そして、わたしたちは高3になり、新はお父さんが経営する会社を継ぐ為に経済学を学ぶべく、大学進学を希望しており、勉強に部活に忙しそうだった。
それでも新はわたしとの時間を少しでも作ってくれて、部活引退後のある日の日曜日、久しぶりに一日中、新と一緒に過ごすことが出来た。

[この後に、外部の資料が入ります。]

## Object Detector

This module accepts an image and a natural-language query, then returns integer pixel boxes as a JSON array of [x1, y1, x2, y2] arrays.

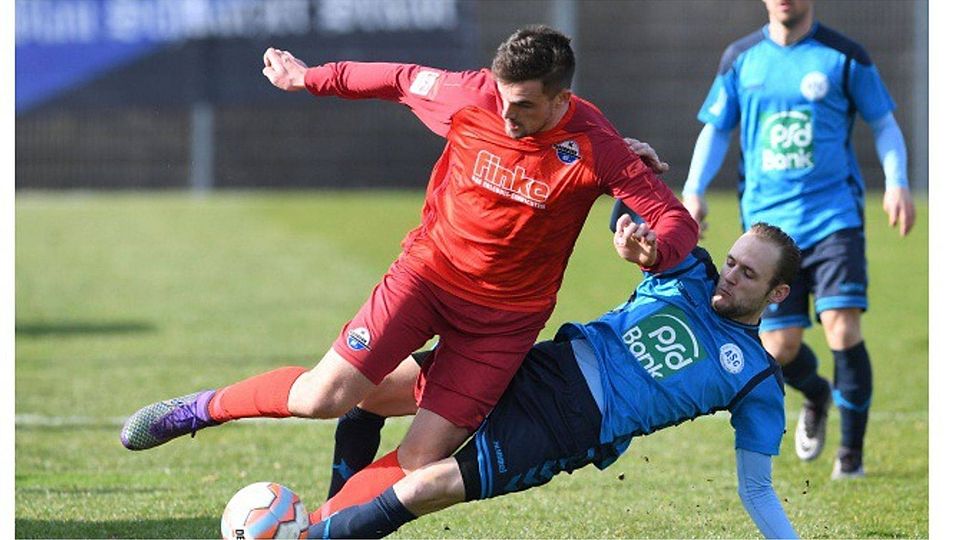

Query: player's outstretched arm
[[262, 47, 308, 91], [735, 448, 798, 539]]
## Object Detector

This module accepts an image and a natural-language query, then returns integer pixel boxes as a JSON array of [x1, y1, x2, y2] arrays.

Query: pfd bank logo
[[347, 327, 372, 351], [472, 150, 551, 209], [760, 108, 814, 172], [621, 305, 703, 379]]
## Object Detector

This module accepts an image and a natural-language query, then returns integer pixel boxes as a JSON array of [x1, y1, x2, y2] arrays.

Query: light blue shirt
[[693, 22, 896, 249]]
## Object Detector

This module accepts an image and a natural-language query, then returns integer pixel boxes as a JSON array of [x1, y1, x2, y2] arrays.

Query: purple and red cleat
[[120, 390, 220, 450]]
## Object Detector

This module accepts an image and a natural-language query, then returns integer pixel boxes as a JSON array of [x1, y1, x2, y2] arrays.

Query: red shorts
[[333, 260, 552, 430]]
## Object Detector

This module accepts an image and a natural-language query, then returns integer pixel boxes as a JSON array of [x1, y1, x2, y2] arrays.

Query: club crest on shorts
[[719, 343, 744, 374], [554, 140, 580, 164], [347, 327, 372, 351]]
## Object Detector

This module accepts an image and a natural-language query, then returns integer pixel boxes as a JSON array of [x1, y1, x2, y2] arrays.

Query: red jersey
[[305, 62, 698, 311]]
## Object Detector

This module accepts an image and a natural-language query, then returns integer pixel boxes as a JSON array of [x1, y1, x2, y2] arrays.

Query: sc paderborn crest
[[554, 140, 580, 164]]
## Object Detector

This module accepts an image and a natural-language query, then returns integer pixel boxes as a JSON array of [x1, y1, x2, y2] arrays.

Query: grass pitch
[[15, 191, 927, 538]]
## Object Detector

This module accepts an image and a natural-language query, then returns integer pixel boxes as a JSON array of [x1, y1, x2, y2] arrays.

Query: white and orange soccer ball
[[221, 482, 310, 539]]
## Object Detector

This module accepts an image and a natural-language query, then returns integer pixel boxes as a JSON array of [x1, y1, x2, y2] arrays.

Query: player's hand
[[262, 47, 308, 92], [623, 137, 669, 174], [614, 213, 659, 267], [882, 186, 916, 237], [682, 193, 708, 239]]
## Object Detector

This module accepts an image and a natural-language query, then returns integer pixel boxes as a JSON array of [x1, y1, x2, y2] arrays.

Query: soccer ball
[[221, 482, 310, 539]]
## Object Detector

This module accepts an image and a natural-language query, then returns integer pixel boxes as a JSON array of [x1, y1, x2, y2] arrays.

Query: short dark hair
[[748, 222, 801, 288], [491, 25, 575, 96]]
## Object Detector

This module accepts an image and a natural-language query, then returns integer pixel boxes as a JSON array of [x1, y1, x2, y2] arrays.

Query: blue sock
[[832, 342, 872, 450], [780, 343, 831, 405], [327, 407, 385, 499], [308, 486, 416, 539]]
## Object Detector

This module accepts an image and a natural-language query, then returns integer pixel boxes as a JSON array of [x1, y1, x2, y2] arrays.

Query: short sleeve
[[730, 375, 785, 456], [849, 59, 896, 122]]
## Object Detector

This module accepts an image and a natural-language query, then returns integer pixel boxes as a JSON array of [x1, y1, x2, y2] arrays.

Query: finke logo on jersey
[[472, 150, 551, 209], [621, 305, 703, 379], [409, 70, 441, 98], [553, 140, 580, 164], [719, 343, 745, 374], [800, 71, 829, 101], [346, 327, 372, 351], [760, 109, 814, 172]]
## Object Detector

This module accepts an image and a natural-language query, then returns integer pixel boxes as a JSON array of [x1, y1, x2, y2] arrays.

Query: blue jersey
[[559, 249, 785, 458], [698, 22, 895, 249]]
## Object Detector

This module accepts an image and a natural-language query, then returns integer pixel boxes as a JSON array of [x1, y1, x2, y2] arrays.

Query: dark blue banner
[[16, 0, 476, 113]]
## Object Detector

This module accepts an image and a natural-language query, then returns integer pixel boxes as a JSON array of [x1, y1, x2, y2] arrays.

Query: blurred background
[[15, 0, 927, 193]]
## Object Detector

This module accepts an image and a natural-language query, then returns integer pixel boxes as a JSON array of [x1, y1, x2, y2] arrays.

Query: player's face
[[763, 0, 813, 28], [711, 233, 789, 324], [496, 79, 571, 139]]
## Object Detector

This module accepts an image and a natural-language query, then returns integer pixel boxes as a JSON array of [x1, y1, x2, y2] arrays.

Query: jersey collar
[[762, 20, 820, 49]]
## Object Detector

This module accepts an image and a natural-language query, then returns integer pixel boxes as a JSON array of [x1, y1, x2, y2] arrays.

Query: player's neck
[[767, 16, 814, 46], [543, 101, 571, 133]]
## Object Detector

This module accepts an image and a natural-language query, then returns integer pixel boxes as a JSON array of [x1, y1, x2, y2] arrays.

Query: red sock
[[207, 366, 308, 422], [309, 449, 406, 523]]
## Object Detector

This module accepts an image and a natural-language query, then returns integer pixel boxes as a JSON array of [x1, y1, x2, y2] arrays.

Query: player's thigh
[[453, 341, 603, 501], [417, 305, 552, 431], [808, 228, 868, 317], [759, 260, 813, 335], [332, 261, 440, 385], [397, 408, 472, 470], [357, 355, 422, 417]]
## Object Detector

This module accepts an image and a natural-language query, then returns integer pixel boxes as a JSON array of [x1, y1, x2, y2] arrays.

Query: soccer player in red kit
[[120, 26, 698, 510]]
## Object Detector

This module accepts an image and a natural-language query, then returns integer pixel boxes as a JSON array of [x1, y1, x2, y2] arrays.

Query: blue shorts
[[454, 340, 613, 501], [759, 228, 868, 333]]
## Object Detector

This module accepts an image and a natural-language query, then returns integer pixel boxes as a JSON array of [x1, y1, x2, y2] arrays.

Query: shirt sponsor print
[[621, 305, 703, 379], [760, 108, 814, 172], [471, 150, 551, 209]]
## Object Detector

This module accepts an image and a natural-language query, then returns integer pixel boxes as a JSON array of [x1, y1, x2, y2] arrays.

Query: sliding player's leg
[[309, 340, 606, 538]]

一緒にランチをして、芝生が広がる大きな公園を二人で手を繋ぎ散歩して、ただ新と一緒に居られるだけで幸せだった。
すると帰り間際、新に「実は、一花に渡したい物があるんだ。」と言われ、わたしたちは公園のベンチに腰を掛けた。
わたしは何だろうと思いながら、新に「何?」と訊いた。
新は少し照れくさそうにポケットから四角い箱を取り出し、わたしの目の前でそれを開いて見せた。
「え、、、」
わたしはその箱の中を見て、思わず両手で口を覆った。
その中では、二つのリングが連なったネックレスが輝いていたのだ。
「一花にプレゼントしたくて、、、実は内緒でバイトしてた。」
「えっ?!勉強と部活で忙しかったのに、バイトまでしてたの?!」
「サプライズがしたくてさ。どう?驚いた?」
そう言って、新は微笑んだ。
わたしにサプライズがしたくて、忙しい中、バイトをしてネックレスを買ってくれたの?
わたしはあまりの嬉しさに涙を流し、「ありがとう!」と新に抱きついた。
「喜んでくれたなら、良かった。このネックレスさ、リングが二つ繋がってて、それが俺には結婚指輪に見えてさ。だから、いつか、、、俺が親父の跡を継いで立派な社長になれた時、一花と結婚したいっていう意味を込めて、一花にプレゼントしたかったんだ。」
新はそう言うと、「これ、俺からつけさせてもらっていいかなぁ?」と言った。
わたしは手の甲で涙を拭うと、「うん。」と頷き、新は箱からそっとネックレスを取り出すと、わたしの首につけてくれた。
「可愛い、、、どう?似合う?」
わたしが首元に手を触れながらそう訊くと、新は優しく微笑みながら頷き「うん、やっぱり似合ってる。」と満足そうに腕を組んだ。
「今はネックレスだけど、いつか、、、本物の指輪を買って、ちゃんとプロポーズするから。俺が一花を幸せにする。それまで待ってて欲しい。俺以外の男のとこに、行かないでくれよ?」
新はそう言うと、わたしを抱き締めた。
わたしは新の背中に腕を回し「他の人のとこになんて行くわけないでしょ?」と言う。
新は抱き締める腕に力を込めると「一花、ずっと一緒に居ような。愛してる。」と囁いた。